On a broader scale and as this market approached the upper-quarter of the past couple years’ lateral range that we acknowledged as a key resistance candidate, we found it challenging to “count” the impressive rally from 03Nov22’s 1618.3 low from a geeky Elliott perspective. Dec’22’s lateral chop/consolidation just didn’t seem to fit following the bull’s resumption after mid-to-late-Nov’s corrective setback.
In the daily log chart above and only with the hindsight of the extent of this month’s relapse, we find it interesting that the resumed rally from 15-Dec’s 1782 low came within 2-bucks of the (1973.1) 1.000 progression of Nov’s initial 1618.3 – 1791.8 rally. This presents the prospect that the price action from 15-Nov’s 1791.8 high to 15-Dec’s 1782 low is a “running” (i.e., upwardly-skewed) B- or 2nd-Wave correction. This count also would suggest that Nov-Feb’s entire rally is only a 3-wave event thus far. With the market’s return to deep, deep within the middle-half bowels of the past 30-MONTH lateral range shown in the weekly chart below where the odds of aimless whipsaw risk are approached as higher, a more challenging and volatile trading environment would not surprise in the period ahead.
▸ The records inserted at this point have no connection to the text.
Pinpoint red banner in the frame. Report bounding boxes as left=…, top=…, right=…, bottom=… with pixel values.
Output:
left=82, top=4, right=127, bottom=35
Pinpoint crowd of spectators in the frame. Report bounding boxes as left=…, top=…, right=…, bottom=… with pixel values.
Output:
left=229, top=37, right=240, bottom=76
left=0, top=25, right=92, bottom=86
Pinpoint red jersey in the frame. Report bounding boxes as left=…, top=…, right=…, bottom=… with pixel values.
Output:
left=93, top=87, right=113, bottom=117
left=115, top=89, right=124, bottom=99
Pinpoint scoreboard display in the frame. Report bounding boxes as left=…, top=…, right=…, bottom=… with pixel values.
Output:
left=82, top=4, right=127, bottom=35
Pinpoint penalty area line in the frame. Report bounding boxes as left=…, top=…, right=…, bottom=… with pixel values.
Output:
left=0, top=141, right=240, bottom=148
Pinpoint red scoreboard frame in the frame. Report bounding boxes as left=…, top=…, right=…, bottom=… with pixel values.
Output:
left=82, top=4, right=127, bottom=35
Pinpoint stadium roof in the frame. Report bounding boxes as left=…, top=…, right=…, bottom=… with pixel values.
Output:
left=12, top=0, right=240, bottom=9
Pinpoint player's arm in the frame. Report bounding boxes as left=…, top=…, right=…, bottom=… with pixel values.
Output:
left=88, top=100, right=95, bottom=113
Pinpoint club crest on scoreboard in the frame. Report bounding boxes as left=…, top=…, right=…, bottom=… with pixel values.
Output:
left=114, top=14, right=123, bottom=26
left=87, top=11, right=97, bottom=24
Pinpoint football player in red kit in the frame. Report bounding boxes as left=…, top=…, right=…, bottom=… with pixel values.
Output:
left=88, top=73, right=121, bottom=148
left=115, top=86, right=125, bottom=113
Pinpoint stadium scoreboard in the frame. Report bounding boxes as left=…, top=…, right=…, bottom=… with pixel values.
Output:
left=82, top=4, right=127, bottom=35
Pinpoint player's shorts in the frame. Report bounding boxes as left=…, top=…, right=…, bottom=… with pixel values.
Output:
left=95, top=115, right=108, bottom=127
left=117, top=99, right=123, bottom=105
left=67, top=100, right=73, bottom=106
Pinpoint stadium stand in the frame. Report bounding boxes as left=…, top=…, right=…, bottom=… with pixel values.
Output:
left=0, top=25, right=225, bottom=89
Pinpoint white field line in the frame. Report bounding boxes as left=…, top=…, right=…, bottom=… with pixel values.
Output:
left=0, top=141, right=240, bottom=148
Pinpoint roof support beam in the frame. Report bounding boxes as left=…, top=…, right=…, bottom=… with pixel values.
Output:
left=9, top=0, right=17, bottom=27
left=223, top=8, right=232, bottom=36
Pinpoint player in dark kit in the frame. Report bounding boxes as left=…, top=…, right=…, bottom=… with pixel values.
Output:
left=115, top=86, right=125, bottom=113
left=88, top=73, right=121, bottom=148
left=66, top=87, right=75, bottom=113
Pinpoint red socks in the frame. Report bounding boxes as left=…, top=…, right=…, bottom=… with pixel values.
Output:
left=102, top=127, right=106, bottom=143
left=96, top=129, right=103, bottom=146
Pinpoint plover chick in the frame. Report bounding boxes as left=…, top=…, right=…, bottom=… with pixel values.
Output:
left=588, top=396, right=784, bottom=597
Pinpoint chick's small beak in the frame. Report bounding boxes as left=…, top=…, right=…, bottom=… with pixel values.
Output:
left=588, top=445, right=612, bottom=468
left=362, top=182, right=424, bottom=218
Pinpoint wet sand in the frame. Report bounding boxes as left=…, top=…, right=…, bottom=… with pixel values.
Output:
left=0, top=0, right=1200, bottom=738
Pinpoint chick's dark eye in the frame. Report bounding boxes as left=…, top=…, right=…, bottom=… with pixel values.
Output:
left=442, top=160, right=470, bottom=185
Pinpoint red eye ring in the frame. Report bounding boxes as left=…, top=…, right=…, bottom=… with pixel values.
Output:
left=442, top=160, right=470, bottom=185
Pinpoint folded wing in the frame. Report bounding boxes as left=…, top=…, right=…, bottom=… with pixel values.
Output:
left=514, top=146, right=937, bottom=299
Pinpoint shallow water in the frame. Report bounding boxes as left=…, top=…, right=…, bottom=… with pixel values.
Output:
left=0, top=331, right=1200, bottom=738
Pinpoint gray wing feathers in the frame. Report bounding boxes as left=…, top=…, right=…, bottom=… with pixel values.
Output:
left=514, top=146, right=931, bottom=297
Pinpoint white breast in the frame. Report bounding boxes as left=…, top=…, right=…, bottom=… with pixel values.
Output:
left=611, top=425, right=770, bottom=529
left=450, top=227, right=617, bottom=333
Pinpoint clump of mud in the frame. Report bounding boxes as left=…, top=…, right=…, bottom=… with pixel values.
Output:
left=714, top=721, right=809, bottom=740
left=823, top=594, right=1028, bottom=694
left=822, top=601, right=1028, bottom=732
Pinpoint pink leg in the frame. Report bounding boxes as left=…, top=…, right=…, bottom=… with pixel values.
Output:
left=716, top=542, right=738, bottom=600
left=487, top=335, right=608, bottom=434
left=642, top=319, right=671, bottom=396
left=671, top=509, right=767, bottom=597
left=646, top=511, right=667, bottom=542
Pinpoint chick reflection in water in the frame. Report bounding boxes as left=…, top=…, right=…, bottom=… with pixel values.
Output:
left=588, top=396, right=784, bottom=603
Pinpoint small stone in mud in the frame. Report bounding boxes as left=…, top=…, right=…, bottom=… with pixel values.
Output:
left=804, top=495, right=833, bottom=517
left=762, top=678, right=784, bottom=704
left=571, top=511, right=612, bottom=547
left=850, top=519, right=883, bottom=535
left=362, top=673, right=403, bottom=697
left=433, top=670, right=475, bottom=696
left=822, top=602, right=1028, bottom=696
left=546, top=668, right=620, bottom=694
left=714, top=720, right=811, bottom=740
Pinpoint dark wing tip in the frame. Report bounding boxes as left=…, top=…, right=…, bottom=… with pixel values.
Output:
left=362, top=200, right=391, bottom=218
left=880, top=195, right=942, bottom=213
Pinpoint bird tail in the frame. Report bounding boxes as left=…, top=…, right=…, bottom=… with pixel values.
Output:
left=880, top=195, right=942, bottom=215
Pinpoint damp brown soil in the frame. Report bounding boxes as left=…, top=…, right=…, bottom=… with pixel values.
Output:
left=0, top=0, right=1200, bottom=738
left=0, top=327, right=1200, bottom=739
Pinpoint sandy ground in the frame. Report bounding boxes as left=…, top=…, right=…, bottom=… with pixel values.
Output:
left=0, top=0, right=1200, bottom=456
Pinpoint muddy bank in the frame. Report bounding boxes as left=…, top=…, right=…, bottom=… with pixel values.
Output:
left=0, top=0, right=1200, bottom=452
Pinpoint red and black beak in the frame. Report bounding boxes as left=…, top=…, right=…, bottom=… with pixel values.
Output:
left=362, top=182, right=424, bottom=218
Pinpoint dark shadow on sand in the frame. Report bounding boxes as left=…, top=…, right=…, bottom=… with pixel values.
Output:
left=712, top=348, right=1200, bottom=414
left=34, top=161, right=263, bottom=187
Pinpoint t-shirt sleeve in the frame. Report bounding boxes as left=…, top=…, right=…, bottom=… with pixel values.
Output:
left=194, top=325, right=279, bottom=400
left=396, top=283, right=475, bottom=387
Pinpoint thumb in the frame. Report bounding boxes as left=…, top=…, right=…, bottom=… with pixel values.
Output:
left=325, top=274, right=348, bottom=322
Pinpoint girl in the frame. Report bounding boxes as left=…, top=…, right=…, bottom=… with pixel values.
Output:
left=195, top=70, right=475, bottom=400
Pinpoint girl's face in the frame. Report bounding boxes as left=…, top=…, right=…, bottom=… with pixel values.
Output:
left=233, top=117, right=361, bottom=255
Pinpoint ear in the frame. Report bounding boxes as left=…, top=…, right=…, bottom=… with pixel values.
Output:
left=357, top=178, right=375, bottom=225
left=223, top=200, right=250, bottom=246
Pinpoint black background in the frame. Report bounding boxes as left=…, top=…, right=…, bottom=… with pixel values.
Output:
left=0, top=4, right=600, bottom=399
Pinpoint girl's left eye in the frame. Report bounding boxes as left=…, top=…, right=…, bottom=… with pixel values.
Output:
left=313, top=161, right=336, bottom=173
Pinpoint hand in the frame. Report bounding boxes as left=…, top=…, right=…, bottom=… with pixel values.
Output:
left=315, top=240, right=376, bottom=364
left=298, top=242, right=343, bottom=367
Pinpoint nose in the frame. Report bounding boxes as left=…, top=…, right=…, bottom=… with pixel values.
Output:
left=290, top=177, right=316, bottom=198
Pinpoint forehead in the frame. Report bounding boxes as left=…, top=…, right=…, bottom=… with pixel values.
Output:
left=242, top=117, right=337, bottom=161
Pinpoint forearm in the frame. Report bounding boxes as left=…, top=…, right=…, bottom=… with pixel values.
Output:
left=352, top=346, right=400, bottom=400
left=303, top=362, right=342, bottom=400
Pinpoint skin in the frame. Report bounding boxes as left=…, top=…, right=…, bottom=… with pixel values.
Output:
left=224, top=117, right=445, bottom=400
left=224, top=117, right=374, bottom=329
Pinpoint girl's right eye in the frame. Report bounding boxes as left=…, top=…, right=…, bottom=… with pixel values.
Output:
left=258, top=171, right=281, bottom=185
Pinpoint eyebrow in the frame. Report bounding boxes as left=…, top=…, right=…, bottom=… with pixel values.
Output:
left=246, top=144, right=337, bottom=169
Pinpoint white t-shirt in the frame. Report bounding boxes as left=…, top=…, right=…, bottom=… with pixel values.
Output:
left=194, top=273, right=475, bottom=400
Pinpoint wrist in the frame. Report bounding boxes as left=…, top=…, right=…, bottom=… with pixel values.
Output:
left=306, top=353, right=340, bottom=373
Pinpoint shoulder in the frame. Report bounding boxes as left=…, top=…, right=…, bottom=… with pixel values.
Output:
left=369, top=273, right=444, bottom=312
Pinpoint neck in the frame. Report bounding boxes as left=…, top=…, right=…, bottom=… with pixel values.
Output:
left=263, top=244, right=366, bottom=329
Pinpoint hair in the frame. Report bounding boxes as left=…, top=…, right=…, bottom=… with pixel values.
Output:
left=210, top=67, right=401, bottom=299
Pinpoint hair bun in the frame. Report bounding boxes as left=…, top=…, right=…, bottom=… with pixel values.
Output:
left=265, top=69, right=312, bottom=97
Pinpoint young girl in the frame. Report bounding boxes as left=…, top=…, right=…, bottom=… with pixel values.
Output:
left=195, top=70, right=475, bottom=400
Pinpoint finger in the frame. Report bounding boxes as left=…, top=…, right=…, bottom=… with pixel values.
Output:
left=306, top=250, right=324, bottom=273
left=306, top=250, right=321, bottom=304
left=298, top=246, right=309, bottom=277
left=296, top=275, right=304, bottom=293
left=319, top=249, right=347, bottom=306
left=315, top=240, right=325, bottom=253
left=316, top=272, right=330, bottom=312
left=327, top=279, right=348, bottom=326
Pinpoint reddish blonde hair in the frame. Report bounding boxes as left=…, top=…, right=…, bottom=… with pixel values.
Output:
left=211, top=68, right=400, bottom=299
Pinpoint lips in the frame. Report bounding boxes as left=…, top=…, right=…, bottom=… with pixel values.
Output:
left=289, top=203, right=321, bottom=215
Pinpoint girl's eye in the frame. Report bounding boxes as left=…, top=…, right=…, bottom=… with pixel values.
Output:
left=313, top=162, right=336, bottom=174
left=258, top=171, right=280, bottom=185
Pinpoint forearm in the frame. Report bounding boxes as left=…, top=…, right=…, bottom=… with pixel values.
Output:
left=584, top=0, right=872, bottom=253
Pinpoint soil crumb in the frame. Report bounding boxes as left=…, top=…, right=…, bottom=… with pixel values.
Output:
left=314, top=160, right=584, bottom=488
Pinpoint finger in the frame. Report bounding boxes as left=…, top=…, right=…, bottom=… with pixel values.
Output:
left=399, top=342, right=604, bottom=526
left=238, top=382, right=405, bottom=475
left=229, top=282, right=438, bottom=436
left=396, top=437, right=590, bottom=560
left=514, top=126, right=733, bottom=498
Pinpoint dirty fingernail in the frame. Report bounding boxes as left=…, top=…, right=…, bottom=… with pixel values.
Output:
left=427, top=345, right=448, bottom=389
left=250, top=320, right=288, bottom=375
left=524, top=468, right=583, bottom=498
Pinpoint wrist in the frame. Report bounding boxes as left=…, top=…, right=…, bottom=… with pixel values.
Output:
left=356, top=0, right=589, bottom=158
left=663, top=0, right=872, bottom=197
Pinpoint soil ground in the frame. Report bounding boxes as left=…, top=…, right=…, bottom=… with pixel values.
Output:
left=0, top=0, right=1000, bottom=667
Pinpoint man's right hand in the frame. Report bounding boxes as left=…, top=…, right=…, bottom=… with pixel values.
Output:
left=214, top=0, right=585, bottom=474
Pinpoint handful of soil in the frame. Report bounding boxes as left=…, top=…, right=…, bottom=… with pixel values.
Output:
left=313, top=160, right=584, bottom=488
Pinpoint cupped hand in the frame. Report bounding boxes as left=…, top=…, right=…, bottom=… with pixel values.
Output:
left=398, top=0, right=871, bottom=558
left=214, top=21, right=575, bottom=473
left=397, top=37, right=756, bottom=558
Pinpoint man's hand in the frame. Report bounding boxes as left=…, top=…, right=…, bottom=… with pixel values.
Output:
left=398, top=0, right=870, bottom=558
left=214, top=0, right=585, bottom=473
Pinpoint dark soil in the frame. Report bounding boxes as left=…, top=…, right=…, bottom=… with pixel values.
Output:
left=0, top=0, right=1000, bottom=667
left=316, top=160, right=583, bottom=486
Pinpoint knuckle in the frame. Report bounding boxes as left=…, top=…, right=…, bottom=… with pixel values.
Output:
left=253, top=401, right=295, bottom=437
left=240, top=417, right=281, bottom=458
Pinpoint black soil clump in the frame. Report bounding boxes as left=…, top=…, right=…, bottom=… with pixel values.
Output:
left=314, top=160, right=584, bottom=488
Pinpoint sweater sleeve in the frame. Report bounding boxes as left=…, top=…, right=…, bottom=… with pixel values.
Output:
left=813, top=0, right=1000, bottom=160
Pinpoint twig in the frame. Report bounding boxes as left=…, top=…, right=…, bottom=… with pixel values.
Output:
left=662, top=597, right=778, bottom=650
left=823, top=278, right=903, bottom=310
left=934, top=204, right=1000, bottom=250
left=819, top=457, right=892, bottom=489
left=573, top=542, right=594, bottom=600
The “outside WEEK down” the week of 02-Feb’s 1975.2 high coupled with the return to historically frothy levels in our RJO Bullish Sentiment Index AND the market’s clear rejection of the upper-quarter of its 30-month range all contribute to a peak/correction/reversal threat that could be protracted is scope. Additionally, the gold market maintains a highly positive correlation with currencies such as the euro and yen. And as we’ve discussed in this month’s currency blogs, broader peak/reversal threats are developing nicely.
These issues considered, a bearish policy remains advised for shorter-term traders with a recovery above 1902.3 required to threaten this call enough to warrant its cover. Furthermore, longer-term commercial players are advised to jettison any remaining bullish exposure and move to a cautious bearish stance at-the-market (1842) with a recovery above 1902.3 required to move to a neutral/sideline position. In lieu of a recovery above at least 1902.3 and preferably 1975.2, lateral-to-lower prices are anticipated for the foreseeable future.